This morning I ran the Coogan’s Salsa, Blues, and Shamrocks 5k in Washington Heights (an area of NYC that is even further uptown than the area in which I live). As I said yesterday (I think it was yesterday, anyway…I’m too lazy to go back and check), I wasn’t necessarily looking to PR, though I was also planning to run strong and see where it took me. Well, all I can say is that I’ll really never know if I could have PR’d today, because I wasn’t really able to run my own race. It was more like the race of everyone around me. Just to warn you, this post will probably get a little bit rant-y.
I’ll start with the positive things about the race. First of all, it was organized by NYRR, and their races are always very organized. The shirts were fun too, in a stand-out turquoise color that is a nice change from the standard white. There were bands all along the course (I’ve run some races that claimed to have bands along the whole course and that actually turned out to be pretty lame in that regard, so this was pretty neat), and the atmosphere was festive. The course was also pretty, with a turn-around point that overlooked the Hudson River. And since I was running so slowly at that point, there was time to admire the view.

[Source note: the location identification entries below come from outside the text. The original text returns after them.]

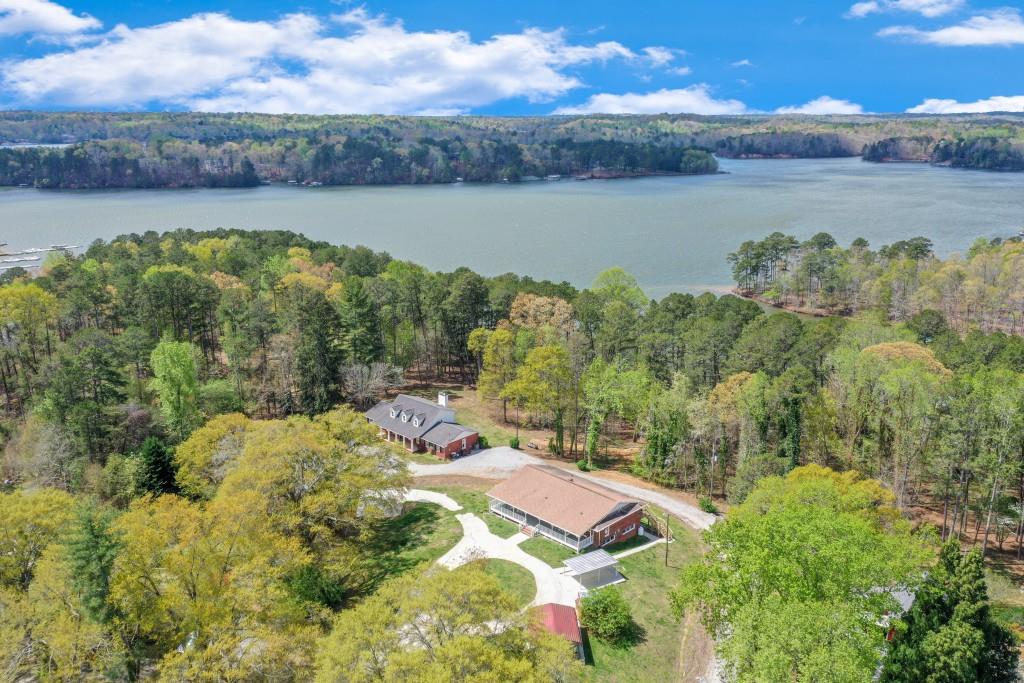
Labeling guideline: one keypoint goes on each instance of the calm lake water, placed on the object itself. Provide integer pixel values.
(672, 232)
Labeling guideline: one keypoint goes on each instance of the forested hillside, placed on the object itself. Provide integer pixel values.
(981, 289)
(189, 493)
(243, 150)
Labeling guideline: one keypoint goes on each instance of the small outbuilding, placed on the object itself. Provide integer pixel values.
(594, 569)
(562, 620)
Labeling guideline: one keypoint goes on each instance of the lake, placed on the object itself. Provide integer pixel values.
(672, 232)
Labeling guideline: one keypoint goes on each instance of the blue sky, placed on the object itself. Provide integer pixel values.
(512, 57)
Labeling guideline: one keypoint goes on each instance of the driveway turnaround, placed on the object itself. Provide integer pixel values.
(420, 496)
(478, 543)
(503, 462)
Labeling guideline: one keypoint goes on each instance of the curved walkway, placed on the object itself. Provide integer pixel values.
(420, 496)
(478, 543)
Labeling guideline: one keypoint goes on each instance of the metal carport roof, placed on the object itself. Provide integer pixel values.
(588, 562)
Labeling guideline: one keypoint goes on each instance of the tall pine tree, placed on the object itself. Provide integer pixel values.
(91, 548)
(949, 635)
(361, 340)
(158, 471)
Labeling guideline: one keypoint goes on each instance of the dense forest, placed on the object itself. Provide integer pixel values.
(243, 150)
(190, 494)
(987, 152)
(980, 290)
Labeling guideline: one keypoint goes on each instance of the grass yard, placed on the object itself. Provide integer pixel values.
(515, 580)
(476, 502)
(547, 550)
(629, 544)
(421, 535)
(657, 656)
(1007, 598)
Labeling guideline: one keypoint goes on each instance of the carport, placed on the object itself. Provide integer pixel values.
(594, 569)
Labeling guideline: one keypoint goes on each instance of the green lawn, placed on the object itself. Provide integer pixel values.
(547, 550)
(627, 545)
(513, 579)
(1007, 599)
(476, 502)
(655, 657)
(421, 535)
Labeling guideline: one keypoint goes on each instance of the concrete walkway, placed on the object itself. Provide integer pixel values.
(420, 496)
(478, 543)
(503, 462)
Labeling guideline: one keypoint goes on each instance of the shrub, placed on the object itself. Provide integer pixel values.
(708, 505)
(606, 614)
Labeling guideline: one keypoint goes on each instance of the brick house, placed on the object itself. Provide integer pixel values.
(421, 425)
(565, 508)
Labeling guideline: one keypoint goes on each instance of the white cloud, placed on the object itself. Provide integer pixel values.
(821, 105)
(930, 8)
(997, 28)
(998, 103)
(659, 56)
(41, 16)
(693, 99)
(215, 62)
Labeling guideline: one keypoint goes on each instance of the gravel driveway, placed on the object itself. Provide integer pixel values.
(503, 462)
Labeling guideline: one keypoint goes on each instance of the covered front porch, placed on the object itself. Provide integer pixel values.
(539, 525)
(411, 444)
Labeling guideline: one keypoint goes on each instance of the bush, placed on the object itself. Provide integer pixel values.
(708, 505)
(606, 614)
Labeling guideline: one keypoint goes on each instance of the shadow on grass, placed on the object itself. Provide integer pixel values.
(386, 550)
(634, 635)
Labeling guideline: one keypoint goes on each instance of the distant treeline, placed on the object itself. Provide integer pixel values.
(237, 150)
(987, 153)
(351, 161)
(981, 290)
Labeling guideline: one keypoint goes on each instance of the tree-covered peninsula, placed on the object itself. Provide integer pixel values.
(188, 150)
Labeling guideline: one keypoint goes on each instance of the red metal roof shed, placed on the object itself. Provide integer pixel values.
(561, 620)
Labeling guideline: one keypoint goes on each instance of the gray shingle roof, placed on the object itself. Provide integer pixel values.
(424, 419)
(445, 433)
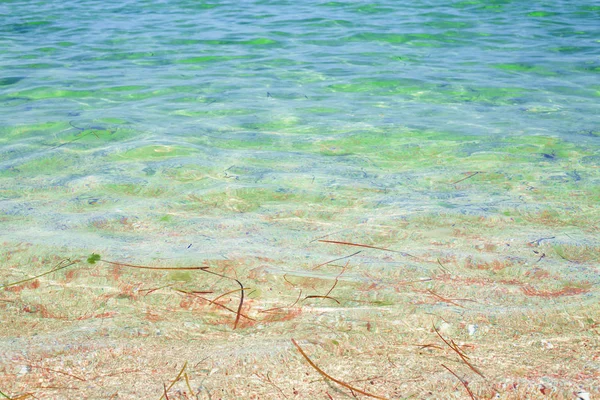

Which brings me to the negative things about the race. Like all NYRR races, this one utilized the corral system. And like every other race I’ve ever done, people completely ignored it and just placed themselves wherever they damn well pleased. As a result, people who were either walking or just loping along seeded themselves up toward the front of the crowd of runners, and people like me, who actually made the mistake of trying to follow the corral system, kind of got screwed being stuck behind them. I’m a huge supporter of people running at a pace that is comfortable for them, but it really bothers me when people who are running at a slower pace place themselves so far up in the crowd. All that does is make things difficult for everyone. It was especially bad during this race because the course was an out-and-back, so we had to cram down to one lane of traffic on a two-lane road to accommodate the front-runners. For the first two miles of the race, I was afraid I was literally going to trip over someone as I tried to weave through the crowd to find a place where I could run at my race pace, and this showed in my splits: 9:21 for the first mile, and 8:37 for the second. There were also a lot of children running the race, which confused me because there was a separate race for kids after the 5k. I’m really not a fan of having children run races with adults–in my experience, they tend to stop and start very haphazardly (of course, there are adults who do this, too), and it can be very hard to see them since they are small and will not be in your field of vision if you are paying attention to what is at eye-level. The course was somewhat hilly, and I think this helped to thin the crowd out slightly by the time I got through the second mile, but for the most part the whole thing was just one big clusterf*ck. I was finally able to hit a pace that felt right by the third mile, which I finished in 7:45.
According to my Precious, my finishing time was 26:58 for a distance of 3.19, which potentially means that all the weaving I had to do added up to nearly .1 mile. That’s a lot of weaving, but it wouldn’t surprise me to learn that that’s what explains that extra bit of distance. There were definitely times when I felt like I was running laterally rather than forward. It was really frustrating. My official time, according to the race results, was 26:56. I think I posted yesterday that my 5k PR is 26:11–I should mention that my second-fastest 5k is 26:4x, and that was a race during which I walked. So essentially, I’ve run faster 5ks with walking breaks. I wish I’d had a chance to run at a more consistent pace, because I think I could have PR’d today. Overall, this was sort of a disappointment and although this might be a good party-time race (on a Sunday morning) to run with friends, that’s not really what I look for in my races. So.
I’m still planning on trying to go out later for another 6 miles, to meet my training goal for the week. For the rest of the day, I’m just going to try to take care of myself. I know my good friend the depression monster is lurking in the dark corners of my room, just waiting for an opportunity to pounce. I’m hoping to be able to hold him back.